Learning Paths » 5B Interacting
Notes about J. Joyce: Mythical Method, Ulysses (23/3/12)
T.S. Eliot defined the mythical method in a review about J. Joyce titled Ulysses, order and myth in the magazine "The Dial". He wrote it because readers considered Ulysses obscure, chaotic and confused because it was a revolutionary experimentary novel. The review explained that mythical method provides Ulysses with a structure and it gives a shape to the immense panorama of futilityof contemporary world. The function of mythical method is to give unity and significance to different episodes.
In the episod 18 of Ulysses, myth is adapted to Mr Joyce's contemporary reality.
The episod is the last part of Molly Bloom's monologue and it deals with her thoughts. She is in the bed in the night, while she is trying to fall asleep. The writer uses here the total stream of consciousness technique, in order to render chaos and non logical flux of thoughts of human mind. Because of this, the reader feels confused and lost and it is asked to him to cooperate with the text and to understand how associations work in the text.
The episode starts with a reference to China: Molly Bloom thinks about Chinese girls who are getting up, while she is trying to sleep; so she thinks to time. It is one of the most important themes of the episode: there is the Modernist concept of simultaneous time. Her thoughts are projected to the future thinking about the young man will arrive at her home the day before, to the triumph of senses, to her look, but also to the past (her youth) and to the present (she can not sleep). It is possible to say the thread of her thoughts is made of associations.

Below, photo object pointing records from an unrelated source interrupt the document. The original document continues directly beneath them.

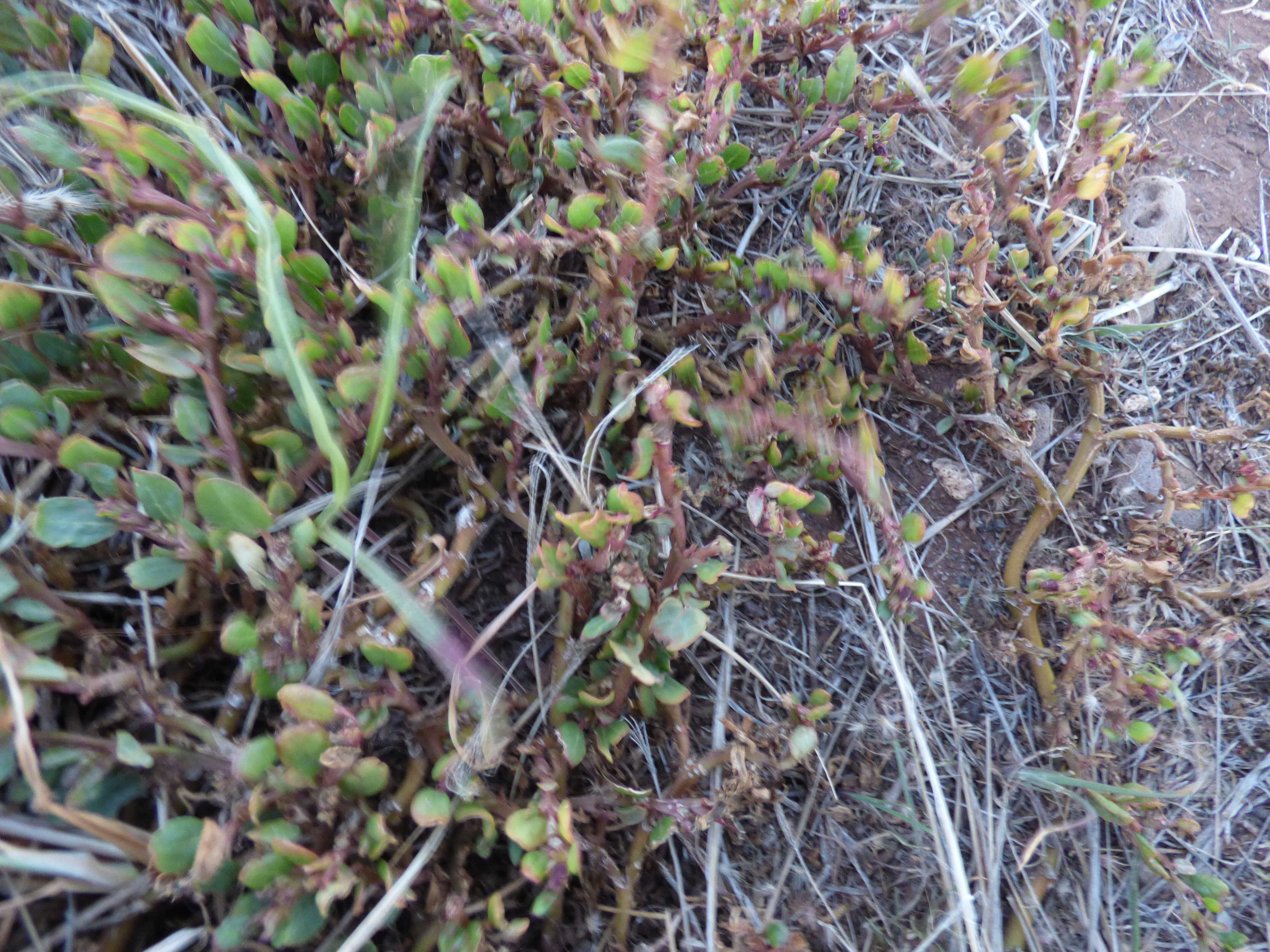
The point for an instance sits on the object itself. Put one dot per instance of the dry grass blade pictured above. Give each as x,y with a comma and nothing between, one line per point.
395,893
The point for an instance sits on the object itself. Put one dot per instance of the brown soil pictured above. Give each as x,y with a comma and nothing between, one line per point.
1217,144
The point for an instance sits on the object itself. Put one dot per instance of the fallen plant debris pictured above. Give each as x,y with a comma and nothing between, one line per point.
312,313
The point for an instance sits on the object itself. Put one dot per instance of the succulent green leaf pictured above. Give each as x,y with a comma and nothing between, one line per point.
539,12
214,47
431,808
129,751
360,383
191,417
917,352
976,73
310,266
160,497
528,828
143,257
677,625
841,77
172,358
174,846
582,211
397,658
79,450
912,527
228,506
670,692
632,51
20,306
712,171
308,704
257,757
369,777
736,155
302,746
154,573
623,150
65,522
302,924
573,742
802,742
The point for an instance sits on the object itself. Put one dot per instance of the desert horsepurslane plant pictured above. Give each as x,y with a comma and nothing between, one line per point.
430,228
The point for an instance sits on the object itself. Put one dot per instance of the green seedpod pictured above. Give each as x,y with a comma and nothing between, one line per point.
305,532
397,658
360,383
239,635
174,846
1141,733
369,777
912,527
257,757
266,683
308,704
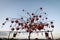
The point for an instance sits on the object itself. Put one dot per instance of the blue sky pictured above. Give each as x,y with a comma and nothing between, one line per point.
13,8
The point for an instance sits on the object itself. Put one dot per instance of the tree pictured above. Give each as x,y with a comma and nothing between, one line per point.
36,21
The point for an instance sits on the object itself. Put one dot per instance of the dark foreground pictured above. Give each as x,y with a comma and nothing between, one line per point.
26,39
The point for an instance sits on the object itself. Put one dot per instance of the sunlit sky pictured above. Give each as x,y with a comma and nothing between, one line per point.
13,8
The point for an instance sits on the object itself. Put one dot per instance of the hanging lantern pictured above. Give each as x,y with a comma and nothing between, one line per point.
7,18
34,16
12,21
32,20
46,24
3,24
52,26
40,16
14,35
46,34
17,28
21,17
33,27
41,8
16,21
41,26
32,13
21,24
37,18
12,29
51,22
46,18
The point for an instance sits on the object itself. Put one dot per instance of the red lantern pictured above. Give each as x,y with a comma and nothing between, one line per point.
3,24
21,17
51,22
12,29
40,16
32,13
41,26
46,24
52,26
16,21
14,35
30,31
17,28
33,27
41,8
34,16
46,34
32,19
37,18
7,18
46,18
19,24
12,21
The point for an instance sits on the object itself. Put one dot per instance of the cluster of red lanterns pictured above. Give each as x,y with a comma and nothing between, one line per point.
30,24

She is the Modernist Penelope because she is not at all a faithful wife who waits her husband, as Homer's Penelope did with Ulysses, but she is a sensual woman who has got many relationships with other men.
The short story The Dead belongs to the last part of J. Joyce's Dubliners regarding public life. He put it in public life because public life is symbolically represented by the party and Gabriel's speech is a metaphor of talking in public.
In the text there are two epiphanies and both happen to Gabriel. The first one happens when Gabriel listens to his aunt who is singing and he thinks about when she will be dead. The second one happens when he is looking at his wife, while she is totally absorbed into listening to the song. In the hotel Gabriel lives the effect of the second epiphany. Gabriel has fallen with epiphany, but he uses it as an occasion to understand what does not work in his life. So Gabriel finds the way and tries to understand something of himself.